It must always therefore be remembered, in reading Darwin's works, what were the sad conditions under which they were produced. It seems to be doubtful to what extent his ill-health may be regarded as the result of an almost fatal malady, from which he suffered in South America, or as the effect of the constant and prolonged sea-sickness of which he was the victim during the five years' voyage. But certain it is that his work was carried on under no ordinary difficulties, and that it was only by the exercise of the sternest resolution, in devoting every moment of time that he was free from pain to his tasks, that he was able to accomplish his great undertakings.

I do not think, however, that any unprejudiced reader will regard Darwin's literary work as standing in need of anything like an apology. He always aims—and I think succeeds—at conveying his meaning in simple and direct language; and in all his works there is manifest that undercurrent of quiet enthusiasm, which was so strikingly displayed in his conversation. It was delightful to witness the keen enjoyment with which he heard of any new fact or observation bearing on the pursuits in which he was engaged, and his generous nature always led him to attach an exaggerated value to any discovery or suggestion which might be brought to his knowledge—and to appraise the work of others above his own.

The most striking proof of the excellence and value of Darwin's literary work is the fact that his numerous books have attained a circulation, in their original form, probably surpassing that of any other scientific writings ever produced—and that, in translations, they have appealed to a wider circle of readers than any previous naturalist has ever addressed!

We have seen that the idea of Natural Selection 'flashed on' Darwin's mind in October 1838, and although he was himself inclined to think that his complete satisfaction with it, as a solution of the problem of the origin of species, was delayed to a considerably later date, yet I believe that this was only the result of his over-cautious temperament, and we must accept the date named as being that of the real birth of the hypothesis.

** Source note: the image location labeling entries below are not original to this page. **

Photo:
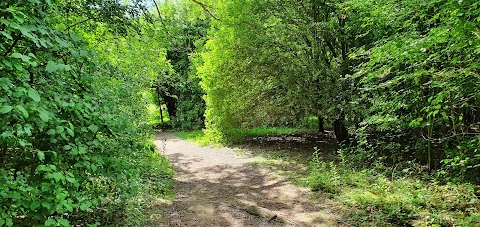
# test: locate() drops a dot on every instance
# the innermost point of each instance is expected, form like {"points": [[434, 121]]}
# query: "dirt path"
{"points": [[219, 187]]}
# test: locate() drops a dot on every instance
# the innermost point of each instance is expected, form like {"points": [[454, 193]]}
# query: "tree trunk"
{"points": [[160, 104], [321, 128], [341, 132]]}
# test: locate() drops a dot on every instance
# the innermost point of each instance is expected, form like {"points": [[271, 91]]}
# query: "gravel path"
{"points": [[220, 187]]}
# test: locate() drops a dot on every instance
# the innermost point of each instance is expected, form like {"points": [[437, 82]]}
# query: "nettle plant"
{"points": [[66, 133]]}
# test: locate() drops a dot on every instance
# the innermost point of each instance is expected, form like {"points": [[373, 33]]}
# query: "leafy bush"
{"points": [[378, 200], [73, 145]]}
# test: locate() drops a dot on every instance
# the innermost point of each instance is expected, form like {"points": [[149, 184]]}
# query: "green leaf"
{"points": [[21, 56], [64, 222], [93, 128], [5, 109], [93, 167], [53, 67], [59, 129], [71, 180], [85, 206], [35, 205], [50, 222], [51, 132], [41, 155], [58, 176], [43, 115], [23, 110], [32, 93]]}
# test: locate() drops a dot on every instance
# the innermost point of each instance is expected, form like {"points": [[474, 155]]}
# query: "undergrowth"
{"points": [[379, 199]]}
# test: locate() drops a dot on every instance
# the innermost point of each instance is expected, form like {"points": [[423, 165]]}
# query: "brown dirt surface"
{"points": [[224, 187]]}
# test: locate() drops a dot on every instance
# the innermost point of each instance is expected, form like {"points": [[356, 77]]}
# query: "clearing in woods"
{"points": [[224, 187]]}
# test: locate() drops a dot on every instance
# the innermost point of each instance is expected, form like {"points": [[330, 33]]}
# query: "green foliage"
{"points": [[74, 148], [377, 200]]}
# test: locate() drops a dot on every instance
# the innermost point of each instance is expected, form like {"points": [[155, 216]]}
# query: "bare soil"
{"points": [[224, 187]]}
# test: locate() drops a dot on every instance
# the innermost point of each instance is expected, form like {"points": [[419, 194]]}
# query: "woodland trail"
{"points": [[220, 187]]}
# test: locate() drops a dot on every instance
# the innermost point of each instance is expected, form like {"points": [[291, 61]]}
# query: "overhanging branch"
{"points": [[204, 7]]}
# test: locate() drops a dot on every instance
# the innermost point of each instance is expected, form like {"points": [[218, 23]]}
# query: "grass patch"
{"points": [[239, 135], [378, 200]]}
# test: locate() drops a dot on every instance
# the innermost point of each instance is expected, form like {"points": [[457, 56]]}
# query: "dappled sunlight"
{"points": [[218, 187]]}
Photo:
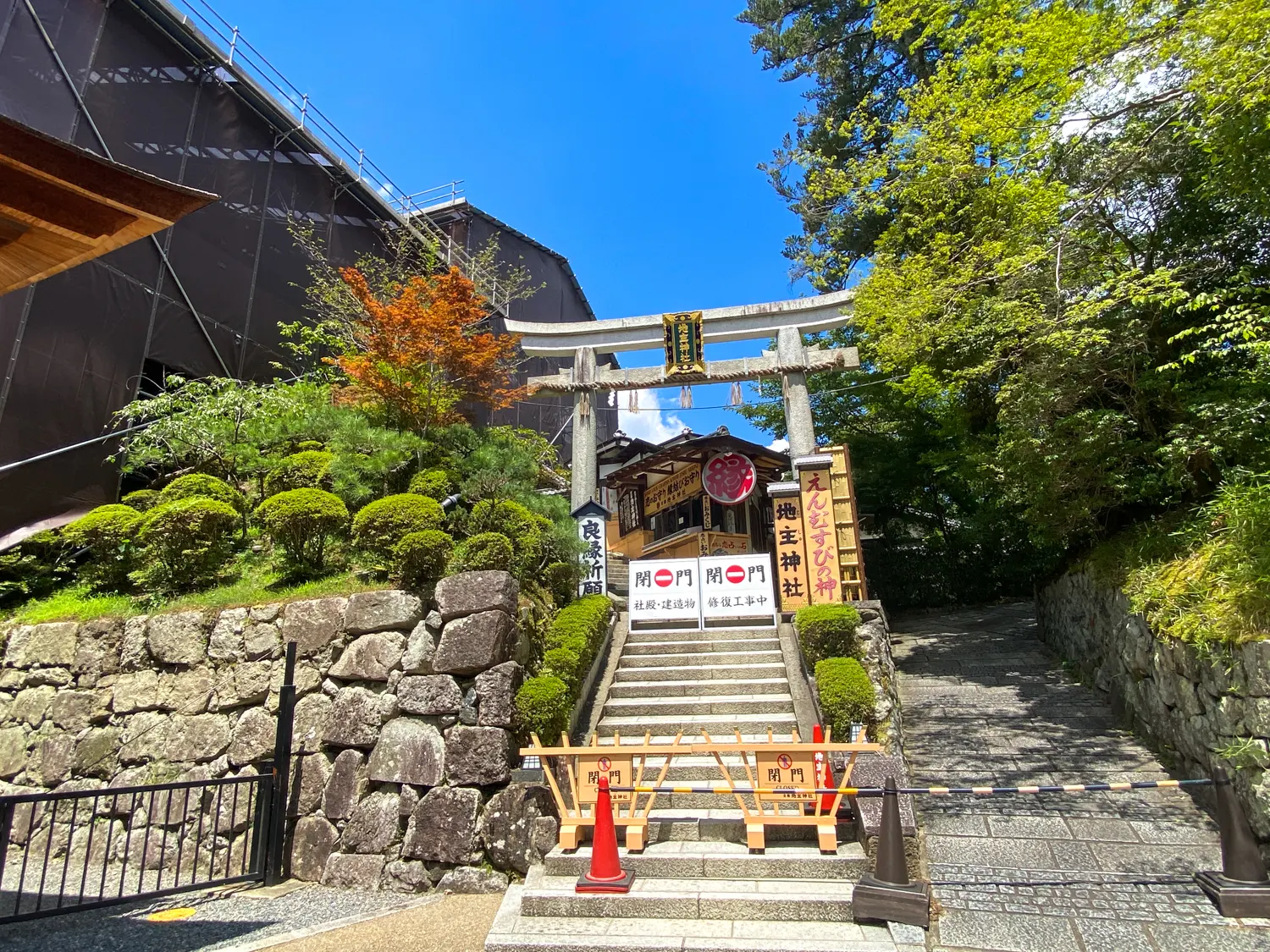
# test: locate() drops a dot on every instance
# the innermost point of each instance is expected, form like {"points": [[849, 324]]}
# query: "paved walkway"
{"points": [[985, 701]]}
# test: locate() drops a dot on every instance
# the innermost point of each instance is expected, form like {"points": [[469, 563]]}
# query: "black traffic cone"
{"points": [[886, 893], [1242, 889]]}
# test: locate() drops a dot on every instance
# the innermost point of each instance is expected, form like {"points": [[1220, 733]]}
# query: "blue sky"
{"points": [[624, 136]]}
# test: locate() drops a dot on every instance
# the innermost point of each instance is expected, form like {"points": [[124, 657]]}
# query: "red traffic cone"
{"points": [[606, 873]]}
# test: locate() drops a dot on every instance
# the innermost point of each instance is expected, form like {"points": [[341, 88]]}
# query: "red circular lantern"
{"points": [[729, 477]]}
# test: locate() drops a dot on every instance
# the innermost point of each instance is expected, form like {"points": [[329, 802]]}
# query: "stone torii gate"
{"points": [[792, 362]]}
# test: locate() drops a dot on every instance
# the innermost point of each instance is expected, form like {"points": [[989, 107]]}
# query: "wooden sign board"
{"points": [[785, 769], [673, 489], [616, 768]]}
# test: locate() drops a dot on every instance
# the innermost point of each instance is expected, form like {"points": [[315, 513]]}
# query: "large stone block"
{"points": [[467, 593], [419, 650], [518, 827], [51, 645], [312, 625], [429, 695], [478, 757], [200, 738], [381, 611], [253, 738], [310, 848], [444, 827], [409, 751], [177, 639], [495, 695], [475, 642], [353, 871], [371, 657], [357, 716], [345, 784], [375, 824]]}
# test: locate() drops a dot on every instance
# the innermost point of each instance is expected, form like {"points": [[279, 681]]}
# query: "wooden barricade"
{"points": [[785, 764], [583, 766]]}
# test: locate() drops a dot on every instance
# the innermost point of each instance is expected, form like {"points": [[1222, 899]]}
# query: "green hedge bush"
{"points": [[142, 499], [380, 526], [422, 558], [846, 695], [827, 631], [434, 484], [301, 522], [488, 550], [543, 707], [185, 543], [309, 469], [200, 484], [109, 533]]}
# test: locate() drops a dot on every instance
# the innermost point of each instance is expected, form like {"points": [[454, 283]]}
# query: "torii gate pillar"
{"points": [[584, 467]]}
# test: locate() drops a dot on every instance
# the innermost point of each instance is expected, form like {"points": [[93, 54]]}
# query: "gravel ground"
{"points": [[221, 922]]}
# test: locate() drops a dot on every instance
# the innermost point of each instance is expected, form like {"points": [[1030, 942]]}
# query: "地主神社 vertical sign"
{"points": [[792, 573], [665, 589], [820, 535], [594, 578], [685, 344]]}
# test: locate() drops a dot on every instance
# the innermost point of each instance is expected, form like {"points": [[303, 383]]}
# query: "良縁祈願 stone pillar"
{"points": [[799, 426], [583, 487]]}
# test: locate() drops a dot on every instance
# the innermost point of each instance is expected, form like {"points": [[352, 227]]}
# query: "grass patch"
{"points": [[257, 581]]}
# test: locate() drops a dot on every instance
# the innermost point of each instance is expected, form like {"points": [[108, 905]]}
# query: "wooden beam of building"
{"points": [[719, 325], [716, 372], [61, 205]]}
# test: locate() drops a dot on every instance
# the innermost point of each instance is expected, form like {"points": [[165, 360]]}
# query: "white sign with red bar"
{"points": [[738, 586]]}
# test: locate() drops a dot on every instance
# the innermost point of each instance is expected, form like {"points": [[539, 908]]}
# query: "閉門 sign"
{"points": [[820, 536], [665, 589], [792, 579], [737, 586], [685, 349], [594, 578], [673, 489]]}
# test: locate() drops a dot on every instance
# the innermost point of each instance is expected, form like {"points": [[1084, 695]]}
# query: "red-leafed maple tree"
{"points": [[421, 353]]}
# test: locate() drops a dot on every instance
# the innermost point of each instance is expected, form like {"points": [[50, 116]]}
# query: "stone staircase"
{"points": [[698, 886]]}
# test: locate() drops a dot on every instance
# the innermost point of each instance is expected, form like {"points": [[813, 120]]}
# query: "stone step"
{"points": [[700, 703], [662, 647], [714, 670], [723, 861], [513, 932], [700, 659], [700, 687], [693, 724], [650, 898]]}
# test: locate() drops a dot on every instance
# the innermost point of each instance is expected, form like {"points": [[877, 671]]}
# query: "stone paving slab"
{"points": [[986, 702]]}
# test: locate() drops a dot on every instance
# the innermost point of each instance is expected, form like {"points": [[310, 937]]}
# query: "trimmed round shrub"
{"points": [[846, 695], [185, 543], [828, 631], [304, 470], [142, 500], [301, 522], [200, 484], [422, 556], [109, 535], [543, 707], [380, 526], [564, 664], [434, 484], [489, 550]]}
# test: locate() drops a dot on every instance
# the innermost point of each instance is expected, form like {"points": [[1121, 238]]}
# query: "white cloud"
{"points": [[650, 423]]}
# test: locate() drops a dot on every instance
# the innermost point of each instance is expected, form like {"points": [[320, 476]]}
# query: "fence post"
{"points": [[281, 771]]}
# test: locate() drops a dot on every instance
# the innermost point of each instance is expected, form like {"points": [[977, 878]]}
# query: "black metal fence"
{"points": [[73, 850]]}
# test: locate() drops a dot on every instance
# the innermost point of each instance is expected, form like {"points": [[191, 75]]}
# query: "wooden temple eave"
{"points": [[61, 205]]}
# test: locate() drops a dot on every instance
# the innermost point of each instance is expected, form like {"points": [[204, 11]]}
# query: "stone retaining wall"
{"points": [[401, 725], [1208, 708]]}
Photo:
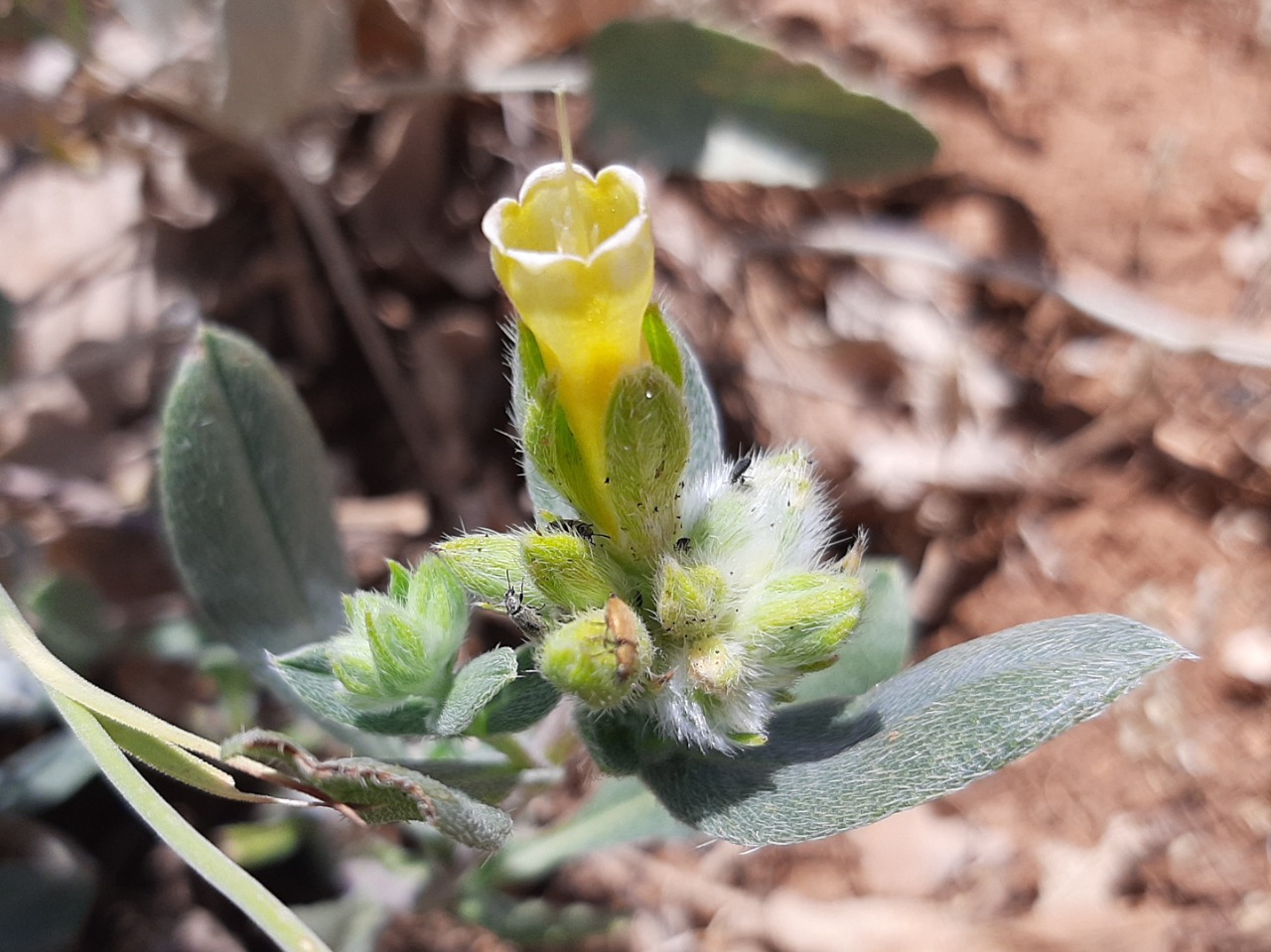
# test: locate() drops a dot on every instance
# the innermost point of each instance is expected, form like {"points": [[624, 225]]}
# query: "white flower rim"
{"points": [[493, 223]]}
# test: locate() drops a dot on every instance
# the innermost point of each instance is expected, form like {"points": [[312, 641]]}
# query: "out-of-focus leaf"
{"points": [[473, 688], [45, 773], [695, 100], [46, 888], [8, 318], [833, 765], [263, 91], [150, 739], [621, 810], [246, 501], [379, 792], [881, 643], [177, 762], [258, 903], [518, 704], [261, 843], [351, 923], [71, 616], [536, 923], [490, 782], [21, 696]]}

At this early date, too, it is evident that Darwin conceived the idea that he might accomplish for the principle of evolution in the organic world, what Lyell had done, in the Principles, for the inorganic world. To cite his own words, 'after my return to England it appeared to me that by following the example of Lyell in Geology, and by collecting all facts which bore in any way on the variation of animals and plants under domestication and nature, some light might perhaps be thrown on the whole subject[123].' 'In June 1842,' he says, 'I first allowed myself' (how significant is the phrase!) 'the satisfaction of writing a brief abstract of my theory in pencil in 35 pages[124].'

For many years it was thought that this first sketch of Darwin's great work had been lost. But after the death of Mrs Darwin in 1896, when the house at Down was vacated, the interesting MS. was found 'hidden in a cupboard under the stairs which was not used for papers of any value but rather as an overflow of matters he did not wish to destroy[125].' By the pious care of his son, this interesting MS.—hurriedly written and sometimes almost illegible—has been given to the world, and it proves how completely Darwin had, at that early date, thought out the main lines of his future opus magnum.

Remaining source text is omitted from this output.